Exosomes have great potential as drug delivery vehicles through the loading of therapeutic agents into, within, or on the lipid bilayer membrane. Exosomes can be derived from a wide variety of sources (plasma, milk, plants, cancer cells, stem cells, etc.) and loaded by numerous methods (incubation, electroporation, sonication, freeze-thaw, extrusion, etc.) with clinically approved drugs or novel drug classes (mRNA, siRNA, miRNA, proteins, etc.). Exosomes as delivery vehicles effectively function as nanoparticle carriers similar to existing lipid nanoparticle-based drugs (Doxil or Moderna Covid-19 vaccine)—they are essentially the naturally occurring version of synthetically manufactured liposomes/lipid-based nanoparticles. Exosomes have many advantages over liposomes including: being derived from endogenous cellular processes, less toxicities due to natural cellular lipids, higher in-vivo stability, better biodistribution patterns without being cleared by the liver and reticuloendothelial system, and higher drug delivery efficiency. Additionally, exosomes can be functionalized with targeting capabilities by adding proteins, peptides, or antibodies to the surface of the exosomes. This will allow for the exosomes to specifically deliver the loaded drug to the cell types of interest, and not to healthy or unintended cell types. For example, targeted delivery of chemotherapeutic agents would allow for a lower total drug dose, which would reduce patient exposure to toxic agents and thus reduce side effects without compromising drug efficacy.

 

Using exosomes to load and deliver drugs has already been shown to be effective. Doxorubicin and paclitaxel are the two most common drugs used in pre-clinical experimentation models, and both of these drugs have been successfully loaded into exosomes from numerous sources including monocyte, breast and ovarian cancer cell, mesenchymal stem cell, macrophage, and bovine milk derived exosomes.
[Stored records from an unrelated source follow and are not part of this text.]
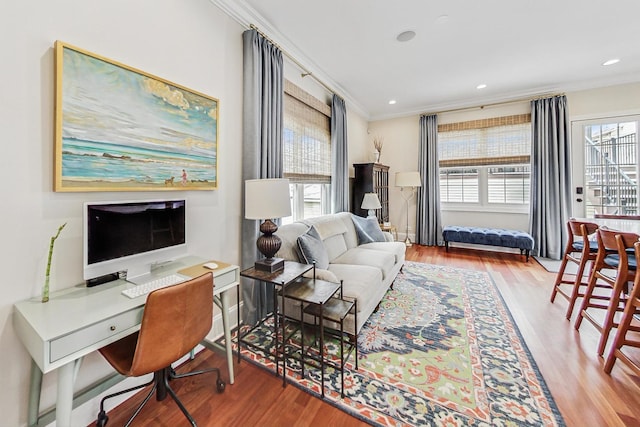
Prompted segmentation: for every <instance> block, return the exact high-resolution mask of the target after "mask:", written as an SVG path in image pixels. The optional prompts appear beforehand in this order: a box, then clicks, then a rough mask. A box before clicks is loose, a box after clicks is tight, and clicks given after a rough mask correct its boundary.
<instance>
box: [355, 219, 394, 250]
mask: <svg viewBox="0 0 640 427" xmlns="http://www.w3.org/2000/svg"><path fill="white" fill-rule="evenodd" d="M351 218H352V219H353V225H355V228H356V234H357V235H358V244H359V245H362V244H365V243H372V242H384V241H385V240H386V239H385V238H384V234H383V233H382V230H381V229H380V224H378V219H377V218H362V217H361V216H357V215H351Z"/></svg>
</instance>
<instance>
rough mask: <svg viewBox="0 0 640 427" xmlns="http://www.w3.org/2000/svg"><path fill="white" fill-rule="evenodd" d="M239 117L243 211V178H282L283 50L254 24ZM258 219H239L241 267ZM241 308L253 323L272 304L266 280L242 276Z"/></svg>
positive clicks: (251, 264) (246, 265)
mask: <svg viewBox="0 0 640 427" xmlns="http://www.w3.org/2000/svg"><path fill="white" fill-rule="evenodd" d="M242 37H243V53H244V70H243V118H242V133H243V135H242V154H243V159H242V178H243V179H242V195H243V197H242V203H243V209H242V216H243V218H244V181H245V180H247V179H256V178H260V179H262V178H282V171H283V160H282V99H283V96H284V95H283V93H284V79H283V59H282V52H281V51H280V49H278V48H277V47H276V46H274V45H273V44H271V43H270V42H269V41H268V40H266V39H265V38H264V37H262V36H261V35H260V34H258V32H257V31H256V30H247V31H245V32H244V33H243V35H242ZM259 227H260V224H259V221H255V220H247V219H243V221H242V235H241V239H242V241H241V247H242V268H243V269H246V268H249V267H251V266H252V265H253V263H254V262H255V260H256V259H258V258H259V257H260V256H262V255H260V253H259V252H258V249H257V248H256V240H257V239H258V236H259V234H260V231H259ZM241 280H242V300H243V302H244V309H243V313H242V317H243V320H244V322H245V324H247V323H248V324H255V323H256V322H257V321H258V320H260V319H262V318H264V317H265V316H266V315H267V314H268V313H270V312H271V311H272V310H273V291H272V288H271V286H265V285H264V284H263V283H259V282H255V281H254V280H248V279H244V278H241Z"/></svg>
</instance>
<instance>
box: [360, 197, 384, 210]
mask: <svg viewBox="0 0 640 427" xmlns="http://www.w3.org/2000/svg"><path fill="white" fill-rule="evenodd" d="M360 207H361V208H362V209H380V208H382V205H380V200H379V199H378V195H377V194H376V193H365V195H364V198H363V199H362V206H360Z"/></svg>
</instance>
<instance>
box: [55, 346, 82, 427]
mask: <svg viewBox="0 0 640 427" xmlns="http://www.w3.org/2000/svg"><path fill="white" fill-rule="evenodd" d="M81 361H82V358H80V359H76V360H74V361H73V362H69V363H67V364H66V365H62V366H61V367H59V368H58V396H57V399H56V426H57V427H70V426H71V411H72V410H73V384H74V383H75V377H76V373H77V372H78V370H77V368H78V367H79V366H80V362H81Z"/></svg>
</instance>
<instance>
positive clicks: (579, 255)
mask: <svg viewBox="0 0 640 427" xmlns="http://www.w3.org/2000/svg"><path fill="white" fill-rule="evenodd" d="M567 229H568V231H569V233H568V234H569V241H568V242H567V246H566V248H565V251H564V256H563V257H562V263H561V264H560V270H559V271H558V275H557V276H556V281H555V283H554V285H553V291H552V292H551V302H552V303H553V302H554V301H555V299H556V295H558V294H560V295H562V296H563V297H564V298H566V299H567V301H569V307H567V314H566V317H567V320H569V319H571V313H572V312H573V307H574V306H575V303H576V300H577V299H578V298H580V297H583V296H584V292H583V290H584V289H586V287H587V285H588V279H587V278H585V277H584V273H585V269H586V267H587V263H588V262H589V261H595V259H596V256H597V254H598V242H597V241H596V240H594V239H593V238H592V236H593V235H594V234H595V233H596V231H597V230H598V224H595V223H593V222H583V221H577V220H575V219H573V218H572V219H570V220H569V221H567ZM568 262H573V263H575V264H577V266H578V271H577V272H576V274H575V277H573V278H568V277H565V269H566V268H567V263H568ZM591 267H593V264H592V265H591ZM566 285H570V286H569V287H570V289H565V288H567V286H566Z"/></svg>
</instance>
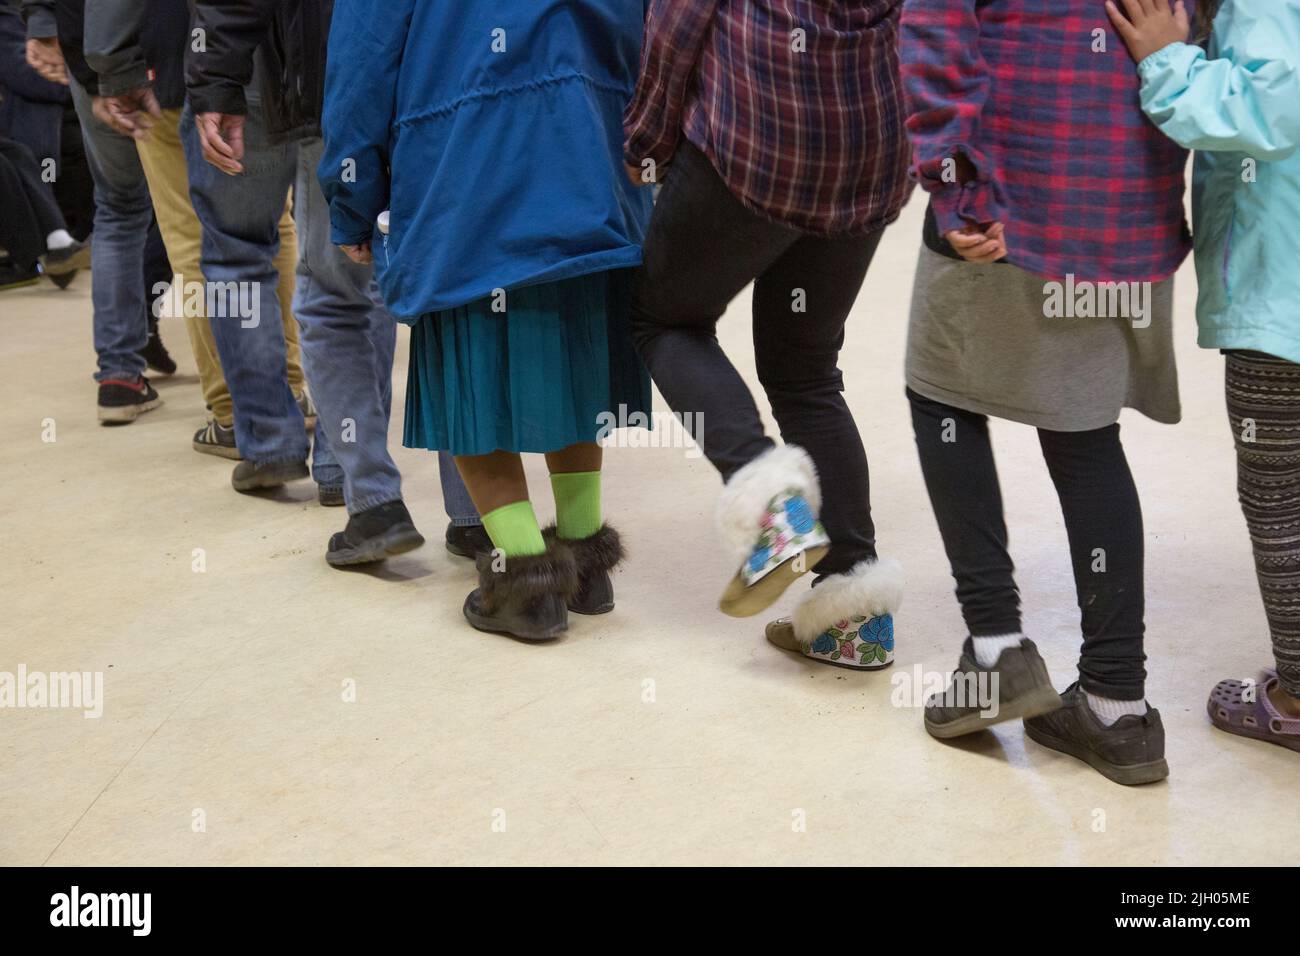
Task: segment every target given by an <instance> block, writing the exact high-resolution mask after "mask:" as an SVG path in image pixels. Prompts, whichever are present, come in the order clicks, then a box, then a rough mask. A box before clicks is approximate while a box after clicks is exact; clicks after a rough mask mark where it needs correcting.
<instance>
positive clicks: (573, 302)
mask: <svg viewBox="0 0 1300 956" xmlns="http://www.w3.org/2000/svg"><path fill="white" fill-rule="evenodd" d="M632 274H633V271H632V269H615V271H611V272H597V273H591V274H588V276H580V277H577V278H568V280H562V281H559V282H546V284H542V285H536V286H526V287H523V289H513V290H510V291H508V293H506V294H504V311H493V304H494V300H493V299H490V298H489V299H482V300H478V302H473V303H471V304H468V306H461V307H459V308H451V310H447V311H443V312H429V313H426V315H422V316H421V317H420V319H419V320H417V321H416V323H415V324H413V325H412V328H411V368H409V375H408V377H407V401H406V427H404V429H403V437H402V444H403V445H406V446H407V447H416V449H430V450H437V451H450V453H451V454H454V455H485V454H489V453H490V451H498V450H500V451H521V453H523V451H558V450H559V449H563V447H568V446H569V445H576V444H578V442H588V441H595V438H597V434H598V432H601V429H602V424H603V425H607V424H608V414H611V412H612V414H614V415H615V416H619V420H625V419H624V418H623V416H624V415H633V414H636V412H642V414H645V415H649V412H650V401H651V399H650V375H649V372H646V368H645V365H643V364H642V363H641V359H640V358H638V356H637V354H636V349H634V347H633V345H632V308H630V306H632Z"/></svg>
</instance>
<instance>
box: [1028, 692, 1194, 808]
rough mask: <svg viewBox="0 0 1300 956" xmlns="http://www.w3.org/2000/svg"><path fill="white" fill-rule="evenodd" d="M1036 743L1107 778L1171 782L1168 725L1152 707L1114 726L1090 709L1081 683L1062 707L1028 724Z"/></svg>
mask: <svg viewBox="0 0 1300 956" xmlns="http://www.w3.org/2000/svg"><path fill="white" fill-rule="evenodd" d="M1024 732H1026V734H1027V735H1028V737H1030V740H1034V741H1035V743H1039V744H1043V745H1044V747H1048V748H1050V749H1053V750H1058V752H1061V753H1067V754H1070V756H1071V757H1078V758H1079V760H1082V761H1084V762H1086V763H1089V765H1092V767H1093V769H1095V770H1096V771H1097V773H1100V774H1101V775H1102V777H1105V778H1106V779H1110V780H1114V782H1115V783H1122V784H1125V786H1127V787H1134V786H1138V784H1141V783H1154V782H1156V780H1164V779H1165V778H1166V777H1169V763H1167V762H1166V761H1165V724H1164V723H1162V722H1161V719H1160V711H1158V710H1156V709H1154V708H1152V706H1149V705H1148V706H1147V713H1145V714H1143V715H1141V717H1138V715H1136V714H1125V715H1123V717H1121V718H1119V719H1118V721H1115V722H1114V723H1113V724H1110V726H1109V727H1108V726H1106V724H1104V723H1102V722H1101V721H1100V719H1097V715H1096V714H1095V713H1092V708H1091V706H1088V698H1087V695H1084V692H1083V691H1082V689H1079V683H1078V682H1075V683H1073V684H1070V687H1069V688H1066V689H1065V691H1063V692H1062V693H1061V708H1060V709H1057V710H1053V711H1050V713H1047V714H1040V715H1039V717H1031V718H1028V719H1027V721H1026V722H1024Z"/></svg>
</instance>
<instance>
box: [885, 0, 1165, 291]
mask: <svg viewBox="0 0 1300 956" xmlns="http://www.w3.org/2000/svg"><path fill="white" fill-rule="evenodd" d="M901 44H902V47H901V48H902V77H904V88H905V91H906V98H907V113H909V116H907V131H909V134H910V135H911V142H913V148H914V151H915V155H914V165H913V176H914V177H915V178H917V179H918V181H919V182H920V185H922V186H923V187H924V189H926V190H928V191H930V194H931V203H932V207H933V211H935V219H936V222H937V225H939V229H940V232H948V230H952V229H961V228H962V226H963V225H965V224H967V222H975V224H984V222H992V221H1002V222H1005V224H1006V237H1008V258H1009V259H1010V260H1011V261H1014V263H1015V264H1017V265H1019V267H1021V268H1024V269H1028V271H1030V272H1034V273H1036V274H1040V276H1044V277H1048V278H1056V280H1061V278H1062V277H1063V276H1065V274H1066V273H1074V274H1075V276H1076V277H1079V278H1083V280H1091V281H1156V280H1161V278H1166V277H1167V276H1170V274H1173V272H1174V271H1175V269H1177V268H1178V265H1179V263H1182V261H1183V259H1184V258H1186V255H1187V252H1188V251H1190V250H1191V237H1190V234H1188V230H1187V222H1186V220H1184V216H1183V185H1184V183H1183V178H1184V166H1186V164H1187V151H1186V150H1183V148H1182V147H1179V146H1177V144H1175V143H1174V142H1171V140H1170V139H1167V138H1166V137H1165V135H1164V134H1162V133H1161V131H1160V130H1157V129H1156V127H1154V126H1153V125H1152V124H1151V122H1149V121H1148V120H1147V117H1145V114H1144V113H1143V111H1141V104H1140V101H1139V98H1138V88H1139V79H1138V72H1136V69H1135V66H1134V62H1132V60H1131V59H1130V56H1128V52H1127V51H1126V49H1125V44H1123V42H1122V40H1121V39H1119V36H1118V34H1115V31H1114V29H1113V27H1112V25H1110V21H1109V20H1108V18H1106V10H1105V7H1104V5H1102V3H1101V0H1014V1H1013V0H907V5H906V9H905V10H904V16H902V33H901ZM958 153H963V155H965V156H966V157H967V159H969V160H970V163H971V164H972V165H974V168H975V178H974V179H970V181H969V182H965V183H959V182H953V181H952V176H948V178H946V179H945V169H948V170H952V163H948V164H946V165H945V160H952V159H953V157H954V156H956V155H958Z"/></svg>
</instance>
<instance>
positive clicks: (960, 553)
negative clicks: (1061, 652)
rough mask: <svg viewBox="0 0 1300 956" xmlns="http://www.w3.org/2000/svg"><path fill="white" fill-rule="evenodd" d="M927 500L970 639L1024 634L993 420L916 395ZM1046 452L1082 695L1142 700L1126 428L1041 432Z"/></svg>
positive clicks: (1137, 568)
mask: <svg viewBox="0 0 1300 956" xmlns="http://www.w3.org/2000/svg"><path fill="white" fill-rule="evenodd" d="M907 398H909V399H910V402H911V421H913V429H914V431H915V433H917V449H918V450H919V453H920V467H922V471H923V472H924V476H926V488H927V490H928V492H930V501H931V505H932V506H933V509H935V518H936V519H937V522H939V532H940V535H941V536H943V538H944V550H946V551H948V561H949V563H950V564H952V568H953V578H956V579H957V600H958V601H959V602H961V606H962V615H963V617H965V619H966V627H967V628H969V630H970V633H971V635H972V636H976V637H978V636H992V635H1002V633H1015V632H1018V631H1019V630H1021V594H1019V591H1018V589H1017V587H1015V578H1014V566H1013V563H1011V555H1010V554H1008V550H1006V522H1005V519H1004V516H1002V492H1001V489H1000V488H998V483H997V468H996V466H995V463H993V446H992V444H991V442H989V437H988V419H987V418H985V416H984V415H979V414H976V412H969V411H962V410H961V408H954V407H952V406H948V405H944V403H943V402H935V401H931V399H928V398H924V397H922V395H918V394H917V393H915V392H913V390H911V389H909V390H907ZM1039 444H1040V445H1041V447H1043V458H1044V460H1045V462H1047V466H1048V472H1049V473H1050V475H1052V483H1053V484H1054V485H1056V489H1057V496H1058V497H1060V499H1061V511H1062V514H1063V515H1065V527H1066V533H1067V536H1069V538H1070V558H1071V562H1073V564H1074V581H1075V589H1076V592H1078V597H1079V610H1080V611H1082V627H1083V652H1082V654H1080V658H1079V679H1080V685H1082V687H1083V689H1084V691H1091V692H1092V693H1096V695H1100V696H1104V697H1112V698H1114V700H1141V698H1143V696H1144V682H1145V678H1147V671H1145V669H1144V667H1143V662H1144V661H1145V659H1147V657H1145V654H1144V653H1143V632H1144V624H1143V614H1144V605H1143V525H1141V503H1140V502H1139V501H1138V489H1136V486H1135V485H1134V479H1132V473H1131V472H1130V471H1128V460H1127V459H1126V458H1125V450H1123V445H1121V442H1119V425H1118V424H1114V425H1108V427H1106V428H1097V429H1093V431H1091V432H1049V431H1047V429H1043V428H1040V429H1039Z"/></svg>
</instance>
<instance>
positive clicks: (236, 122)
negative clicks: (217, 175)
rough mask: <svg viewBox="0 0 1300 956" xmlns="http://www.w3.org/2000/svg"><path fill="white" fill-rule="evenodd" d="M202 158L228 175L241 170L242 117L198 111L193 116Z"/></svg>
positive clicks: (242, 140)
mask: <svg viewBox="0 0 1300 956" xmlns="http://www.w3.org/2000/svg"><path fill="white" fill-rule="evenodd" d="M194 125H195V127H196V129H198V131H199V142H200V143H201V144H203V159H205V160H207V161H208V163H211V164H212V165H214V166H216V168H217V169H220V170H221V172H222V173H226V174H227V176H238V174H239V173H242V172H243V129H244V117H243V116H240V114H237V113H199V114H198V116H195V117H194Z"/></svg>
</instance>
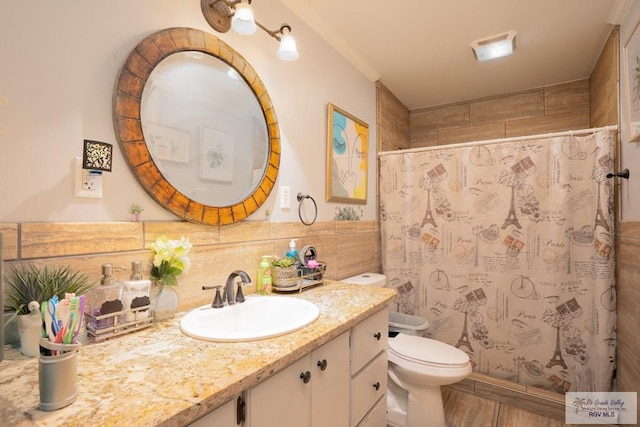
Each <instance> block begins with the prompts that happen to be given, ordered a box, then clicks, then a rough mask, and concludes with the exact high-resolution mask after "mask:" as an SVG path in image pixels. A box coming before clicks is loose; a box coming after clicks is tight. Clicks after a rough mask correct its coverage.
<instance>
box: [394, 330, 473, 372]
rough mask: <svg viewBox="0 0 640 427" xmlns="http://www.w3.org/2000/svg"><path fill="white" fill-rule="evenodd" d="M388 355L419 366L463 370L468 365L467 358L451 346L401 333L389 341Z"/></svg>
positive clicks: (449, 345) (445, 343)
mask: <svg viewBox="0 0 640 427" xmlns="http://www.w3.org/2000/svg"><path fill="white" fill-rule="evenodd" d="M389 353H390V354H392V355H393V356H396V357H397V358H399V359H402V360H406V361H407V362H411V363H415V364H418V365H421V366H431V367H437V368H463V367H466V366H467V365H468V364H469V356H468V355H467V354H466V353H465V352H464V351H462V350H459V349H457V348H455V347H454V346H452V345H449V344H446V343H443V342H441V341H436V340H432V339H430V338H423V337H420V336H415V335H407V334H402V333H400V334H398V335H397V336H395V337H394V338H390V339H389Z"/></svg>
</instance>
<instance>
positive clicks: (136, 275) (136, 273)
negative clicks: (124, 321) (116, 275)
mask: <svg viewBox="0 0 640 427" xmlns="http://www.w3.org/2000/svg"><path fill="white" fill-rule="evenodd" d="M150 289H151V280H149V279H143V278H142V262H140V261H133V262H132V263H131V277H130V278H129V280H126V281H124V282H122V303H123V304H124V310H125V313H124V320H125V322H133V321H136V320H142V319H147V318H148V317H149V310H148V309H145V310H139V311H128V310H131V309H134V308H138V307H143V306H148V305H149V304H151V300H150V299H149V291H150Z"/></svg>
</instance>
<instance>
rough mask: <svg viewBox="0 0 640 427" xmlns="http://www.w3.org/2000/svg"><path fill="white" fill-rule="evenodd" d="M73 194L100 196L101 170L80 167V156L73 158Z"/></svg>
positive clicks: (101, 194)
mask: <svg viewBox="0 0 640 427" xmlns="http://www.w3.org/2000/svg"><path fill="white" fill-rule="evenodd" d="M73 174H74V185H73V188H74V196H75V197H83V198H87V199H101V198H102V172H101V171H93V170H91V169H82V158H81V157H75V158H74V160H73Z"/></svg>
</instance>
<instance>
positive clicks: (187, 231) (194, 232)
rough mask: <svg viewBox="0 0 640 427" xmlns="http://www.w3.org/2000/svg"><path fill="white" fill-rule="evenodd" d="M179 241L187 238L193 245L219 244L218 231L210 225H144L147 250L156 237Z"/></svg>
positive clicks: (180, 223)
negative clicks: (188, 238) (217, 243)
mask: <svg viewBox="0 0 640 427" xmlns="http://www.w3.org/2000/svg"><path fill="white" fill-rule="evenodd" d="M161 236H167V237H168V238H169V239H179V238H180V237H181V236H189V241H190V242H191V243H192V244H193V245H207V244H214V243H219V242H220V229H219V228H218V227H212V226H210V225H200V224H192V223H190V222H185V221H160V222H145V223H144V247H145V248H148V247H149V245H150V244H151V243H153V242H154V241H155V240H156V239H157V238H158V237H161Z"/></svg>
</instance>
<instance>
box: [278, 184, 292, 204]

In-vitro and animal studies have shown positive results compared to the free drug and even the FDA approved liposomal Doxorubicin (Doxil) in that the outcomes of these trials have enhanced suppression of tumor growth, reduced systemic side effects, and passage of biological barriers including the blood-brain-barrier. Further, nanoparticle encapsulation of a drug can improve drug solubility, stability, and half-life, all of which prove challenging for BCS Class II and IV drugs. 

 

Novel drugs like mRNA, siRNA, miRNA, and proteins have also shown therapeutic properties in a wide variety of disease states. It is absolutely required to encapsulate nucleic acid or protein-based drugs inside of a vesicle to protect them from degradation by proteases and endo/exonucleases. This class of biologic drugs have been successfully loaded into exosomes derived from a wide variety of sources. Exosomes have proven to be a gamechanger in the field of targeted drug delivery through their ability to carry a wide variety of cargo, protect that cargo from degradation, and specifically deliver that cargo to the cell types of interest.